Children from all ethnic minority groups – even those statistically associated with academic underperformance – are more likely to go to university than their white British peers, a study has found.
Research from the Institute for Fiscal Studies (IFS) shows that just 32.6 per cent of white British pupils who took their GCSEs in 2008 went on to university at ages 18 or 19. This compares with 67.4 per cent of pupils with an Indian background and 75.7 per cent from a Chinese background.
Those from Afro-Caribbean backgrounds also do better than white pupils, with more than 37 per cent going to university. Among Bangladeshis, the figure is 48.8 per cent.
When the researchers combined ethnic group and socioeconomic background, the differences were even more stark.
More than 81 per cent of Chinese pupils from the most affluent backgrounds go to university, compared with just 12.8 per cent of the poorest white British students.
The figures were among the findings of a study funded by the Department for Business, Innovation and Skills.
The research uses census data linking all pupils going to school in England with all students going to university in the UK, including data on more than half a million pupils.
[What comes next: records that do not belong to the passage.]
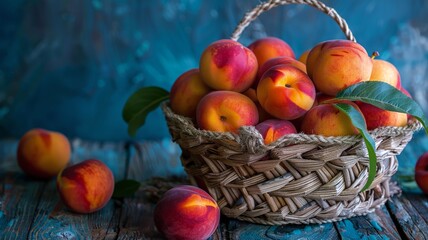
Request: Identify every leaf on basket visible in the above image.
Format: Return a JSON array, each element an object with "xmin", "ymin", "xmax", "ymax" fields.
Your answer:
[
  {"xmin": 336, "ymin": 81, "xmax": 428, "ymax": 134},
  {"xmin": 122, "ymin": 87, "xmax": 169, "ymax": 136},
  {"xmin": 113, "ymin": 180, "xmax": 141, "ymax": 198},
  {"xmin": 334, "ymin": 103, "xmax": 377, "ymax": 191}
]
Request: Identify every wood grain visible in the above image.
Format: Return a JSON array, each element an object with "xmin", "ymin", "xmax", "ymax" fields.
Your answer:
[
  {"xmin": 0, "ymin": 171, "xmax": 46, "ymax": 240},
  {"xmin": 387, "ymin": 195, "xmax": 428, "ymax": 239},
  {"xmin": 227, "ymin": 219, "xmax": 339, "ymax": 239},
  {"xmin": 335, "ymin": 207, "xmax": 400, "ymax": 239},
  {"xmin": 0, "ymin": 136, "xmax": 428, "ymax": 240}
]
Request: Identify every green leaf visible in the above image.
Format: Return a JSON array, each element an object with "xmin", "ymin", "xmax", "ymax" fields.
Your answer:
[
  {"xmin": 334, "ymin": 103, "xmax": 377, "ymax": 191},
  {"xmin": 113, "ymin": 180, "xmax": 141, "ymax": 198},
  {"xmin": 122, "ymin": 87, "xmax": 169, "ymax": 136},
  {"xmin": 336, "ymin": 81, "xmax": 428, "ymax": 134}
]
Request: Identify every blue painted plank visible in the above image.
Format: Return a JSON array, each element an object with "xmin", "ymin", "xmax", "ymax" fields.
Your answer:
[
  {"xmin": 0, "ymin": 171, "xmax": 46, "ymax": 239},
  {"xmin": 387, "ymin": 195, "xmax": 428, "ymax": 239},
  {"xmin": 227, "ymin": 219, "xmax": 339, "ymax": 240},
  {"xmin": 335, "ymin": 207, "xmax": 400, "ymax": 239},
  {"xmin": 24, "ymin": 140, "xmax": 128, "ymax": 239}
]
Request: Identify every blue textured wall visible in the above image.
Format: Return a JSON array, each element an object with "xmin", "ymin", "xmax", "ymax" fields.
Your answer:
[{"xmin": 0, "ymin": 0, "xmax": 428, "ymax": 141}]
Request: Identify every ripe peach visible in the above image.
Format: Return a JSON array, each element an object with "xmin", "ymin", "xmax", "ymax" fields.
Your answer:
[
  {"xmin": 248, "ymin": 37, "xmax": 295, "ymax": 67},
  {"xmin": 301, "ymin": 104, "xmax": 359, "ymax": 137},
  {"xmin": 356, "ymin": 102, "xmax": 407, "ymax": 130},
  {"xmin": 415, "ymin": 152, "xmax": 428, "ymax": 194},
  {"xmin": 314, "ymin": 92, "xmax": 334, "ymax": 105},
  {"xmin": 400, "ymin": 86, "xmax": 413, "ymax": 98},
  {"xmin": 196, "ymin": 91, "xmax": 259, "ymax": 133},
  {"xmin": 253, "ymin": 56, "xmax": 306, "ymax": 82},
  {"xmin": 169, "ymin": 69, "xmax": 211, "ymax": 118},
  {"xmin": 56, "ymin": 159, "xmax": 114, "ymax": 213},
  {"xmin": 17, "ymin": 129, "xmax": 71, "ymax": 179},
  {"xmin": 199, "ymin": 39, "xmax": 258, "ymax": 92},
  {"xmin": 257, "ymin": 65, "xmax": 315, "ymax": 120},
  {"xmin": 298, "ymin": 49, "xmax": 311, "ymax": 64},
  {"xmin": 153, "ymin": 185, "xmax": 220, "ymax": 239},
  {"xmin": 256, "ymin": 119, "xmax": 297, "ymax": 145},
  {"xmin": 370, "ymin": 59, "xmax": 401, "ymax": 89},
  {"xmin": 242, "ymin": 88, "xmax": 273, "ymax": 122},
  {"xmin": 306, "ymin": 40, "xmax": 373, "ymax": 96}
]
It focuses on students taking their GCSEs in 2007-08, who could have gone to university at age 18 in 2010-11 or age 19 in 2011-12.
In an article about the research on the IFS website, researchers Claire Crawford and Ellen Greaves wrote: "Differences in progression to university between individuals from different ethnic groups were particularly striking.
"We find that school pupils from all ethnic minority backgrounds are now, on average, significantly more likely to go to university than their white British counterparts."
Differences in how well pupils do at school could help to explain "some but not all" of the differences in participation rates, they said, noting that pupils of black, Pakistani and Bangladeshi ethnic origin "tended to perform worse" in national tests and exams than their white British counterparts.
The researchers called for more work to be carried out to understand the discrepancy.